木のある暮らしと私 1.木の好きな娘「モルネ」 小川透さん(神奈川県)
 
  我が家の娘の体験記を紹介したい。小学校6年になる。愛称を「モルネ」と言い、
  本当は地球外生命体なのだそうだ。
 
  ・・・まあ、それは置くとして、いろいろと活動的である。
 
  通常、家にいる時は靴下をはかない。

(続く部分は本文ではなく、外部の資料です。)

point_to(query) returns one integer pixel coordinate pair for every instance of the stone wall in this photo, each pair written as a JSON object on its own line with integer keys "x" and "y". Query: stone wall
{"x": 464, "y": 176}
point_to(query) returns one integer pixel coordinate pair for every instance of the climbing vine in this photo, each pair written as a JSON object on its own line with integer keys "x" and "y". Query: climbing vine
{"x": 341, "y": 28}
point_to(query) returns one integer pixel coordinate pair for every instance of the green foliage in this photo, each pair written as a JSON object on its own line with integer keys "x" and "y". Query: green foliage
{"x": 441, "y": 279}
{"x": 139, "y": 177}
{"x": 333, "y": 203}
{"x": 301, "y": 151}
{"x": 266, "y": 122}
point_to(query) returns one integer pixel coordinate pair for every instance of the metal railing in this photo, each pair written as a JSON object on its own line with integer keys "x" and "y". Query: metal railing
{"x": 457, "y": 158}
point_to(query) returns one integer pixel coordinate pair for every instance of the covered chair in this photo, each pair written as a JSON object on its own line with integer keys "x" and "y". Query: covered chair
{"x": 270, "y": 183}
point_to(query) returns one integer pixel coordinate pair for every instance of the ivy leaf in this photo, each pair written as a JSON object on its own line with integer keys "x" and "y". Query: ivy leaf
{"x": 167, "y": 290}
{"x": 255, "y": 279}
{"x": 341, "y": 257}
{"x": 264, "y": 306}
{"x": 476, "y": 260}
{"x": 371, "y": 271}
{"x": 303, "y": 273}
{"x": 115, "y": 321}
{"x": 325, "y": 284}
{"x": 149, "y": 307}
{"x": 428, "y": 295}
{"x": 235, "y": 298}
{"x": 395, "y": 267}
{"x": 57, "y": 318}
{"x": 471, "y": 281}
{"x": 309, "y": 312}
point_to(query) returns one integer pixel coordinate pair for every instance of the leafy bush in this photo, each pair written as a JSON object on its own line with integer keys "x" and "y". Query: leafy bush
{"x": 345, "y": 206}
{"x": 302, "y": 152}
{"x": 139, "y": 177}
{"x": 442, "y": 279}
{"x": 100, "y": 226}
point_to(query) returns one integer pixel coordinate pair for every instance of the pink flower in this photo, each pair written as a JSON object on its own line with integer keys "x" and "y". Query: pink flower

真冬でも履かない。
 
  理由を聞くと「だって木の感触がイイんだもん」とのことだ。
 
  子供の部屋には信州カラマツを床に使った、
  その浮造りの感触と、でっかい節が気に入っているらしい。
 
  他にもあるぞ、鬼グルミの洗面所・栓のリビング・栗の勉強部屋・・・
  でもやっぱりカラマツが一番のようだ。
 
  きっと彼女の「木」に関する記憶データには、
  「節・木目・香り・ゴツゴツとした感触・ぬくもり」が入力されているに違いない。
 
  先日のこと、学校で雨に降られたモルネは、友人から傘を借りて帰った。
 
  家内が玄関に開いて、一晩干して返した。
 
  すると友人に「あれ~この傘、木の匂いがする」と言われたそうな。
 
  住人はもう何も感じなくなってしまったが、
  玄関先に来客があると「木の匂いがしますね」とよく言われると家内が言っていた。
 
  そう言えばこんな事もあった。隣で建売住宅が売り出された時の事。
 
  「新築オープンハウス」のノボリを見つけて、
  家内とモルネは、鵜の目鷹の目で早速見に行ったのだ。
 
  程なく、不動産屋と長話に興じる家内を置いて、モルネが息を切らせて戻ってきた
  「おとうさん!大変だ、隣のうち合成樹脂で出来ている!!」
 
  う~ん名言。床もドアも壁も、みーんなツルツルでピカピカだったそうだ。
 
  「その方が安くて簡単に作れるんじゃない?」と回答してみたが納得いかない様子。
 
  「あのねー、もっと杉とか使わなきゃいけないんだよ」「えっ?」、
  「学校で習ったんだからねっ!」モルネはだんだん怒りだした。
 
  「間伐材とかってあるでしょう、アレ使わないと森がひどい事になってるんだからね。
 
  先生が言ってたよ」。偉い先生です。
 
  我々の頃とは違い、今では授業で間伐や森林再生が、
  きっちり採り上げられる時代になりました。
 
  「ウチはちゃんと使ってますよ、
  モルネが遊ぶ屋根裏部屋は、檜の間伐材で作った台形フロアだし、
  リビングに立ってる杉丸太も間伐材なんだよ」
  漸く納得して、カラマツの階段を踏みしめて引き上げていった。
 
  それにしても、子供の頃の記憶と言うのは、
  将来、家を創る段になって重要な要素になるのではないか。
 
  合成樹脂の家に育った子供の記憶には、一体何が残るのか・・・。
 
  モルネがずぅーと遠い将来、地球の男性と結ばれ、
  家を創る時には「木」の記憶データファイルを開けてみて欲しい。